Demos für Deniz Yücel

Ist der Autokorso eine Protestform mit Zukunft?

Ein Autokorso-Teilnehmer hält eine Fahne "Free" am 25.02.2017 in Flörsheim (Hessen) aus dem Seitenfenster. Der in der Türkei inhaftierte "Welt"»-Journalist Deniz Yücel stammt aus Flörsheim. Yücel werden Terrorpropaganda, Mitgliedschaft in einer terroristischen Vereinigung und Datenmissbrauch vorgeworfen. Mit einem Autokorso haben Angehörige, Freunde und Kollegen für dessen Freilassung demonstriert.
Ein Teilnehmer beim Autokorso für den inhaftierten Journalisten Deniz Yücel im hessischen Flörsheim zeigt eine Fahne mit der Aufschrift "Free". © picture alliance / dpa / Andreas Arnold
Dieter Rucht im Gespräch mit Timo Grampes · 28.02.2017
Die Freilassung von Deniz Yücel: Dafür demonstrieren mit Autokorsos in zehn Städten die Unterstützer des "Welt"-Journalisten, der in der Türkei in inhaftiert ist. Wie wirksam diese Protestform ist, erklärt der Soziologe Dieter Rucht.
Der Türkei-Korrespondent der "Welt", Deniz Yücel, ist in der Türkei in Untersuchungshaft. Angeblich hat er Propaganda für eine terroristische Vereinigung verbreitet und die Bevölkerung aufgewiegelt. Bis zu fünf Jahre kann dieser Gefängnisaufenthalt theoretisch dauern.
Die Empörung in Deutschland über das Vorgehen der türkischen Justiz ist groß. Politiker und Prominente kritisieren Yücels Inhaftierung scharf. Heute sollen unter anderem Autos durch zehn Städte rollen, um die Freilassung des Journalisten zu fordern: Berlin, Hamburg, München, Köln, Frankfurt und Leipzig sind darunter, "Korso komplett! Korso mit scharf!" lautet das Motto der Demos.
Ein Schild "# Free Deniz" ist am 25.02.2017 in Flörsheim (Hessen) an einem Kinderwagen befestigt. Der in der Türkei inhaftierte «Welt»-Journalist Deniz Yücel stammt aus Flörsheim. 
Yücel werden Terrorpropaganda, Mitgliedschaft in einer terroristischen Vereinigung und Datenmissbrauch vorgeworfen.© dpa/ Andreas Arnold

Bei politischen Anlässen selten

Die Protestform des Autokorsos wirke auf den ersten Blick etwas rückwärtsgewandt, sagte der Soziologe Dieter Rucht:
"Es ist gelegentlich für Proteste verwendet worden. Zum Beispiel als eine Geschwindigkeitsbegrenzung auf der Berliner Avus eingeführt wurde. Damals waren Tausende unterwegs. Aber danach gab es kaum mehr derartige Proteste."
Von den ungefähr 5000 politischen Versammlungen und Aufzügen, die jährlich stattfinden, sei bisher gerade einmal alle ein bis zwei Jahre ein derartiger Protest vorgekommen. Autokorsos werden üblicherweise eher zu freudigen Anlässen veranstaltet, als in politischen Zusammenhängen, und sind in mediterranen Ländern besonders beliebt: etwa bei einer Hochzeitsfeier oder einem gewonnenen Fußballspiel, so der Soziologe:
"Da zeigt man sich, da wird die ganze Verwandtschaft aufgestellt. Da werden bunte Fahnen oder Bänder an die Autos geheftet. Und man erzeugt auch noch zusätzlich einen Höllenlärm."

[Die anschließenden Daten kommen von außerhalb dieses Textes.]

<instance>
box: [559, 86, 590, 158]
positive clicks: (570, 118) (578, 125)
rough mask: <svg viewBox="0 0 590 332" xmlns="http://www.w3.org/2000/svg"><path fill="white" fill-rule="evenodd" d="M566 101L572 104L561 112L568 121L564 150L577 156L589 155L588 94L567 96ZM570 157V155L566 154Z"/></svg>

Große Wirkung mit wenig Aufwand

Eine derartige Inszenierung sei auf jeden Fall aufsehenerregend, bewertete Rucht die Wirkung solcher Aktionen. Weil die Autos mehr Platz benötigen als ein einzelner Mensch, könne man die große Aufmerksamkeit eines Autokorsos auch mit vergleichsweise wenigen Teilnehmern erreichen:
"Das heißt mit 40 Autos können sie erstmal sehr viel Fläche beanspruchen. Sie können auch den Verkehr behindern. Sie können, vor allen Dingen wenn sie kilometerweise durch die Stadt fahren, viel Zuschauer erreichen. Das geht mit so einem kleinen regionalen Fußmarsch oder einer kurzen Blockade schlechter. Man hat eigentlich mit wenig Aufwand eine größere Wirkung. Und das ist vielleicht auch der Grund, warum jetzt diese Autokorsos stattfinden."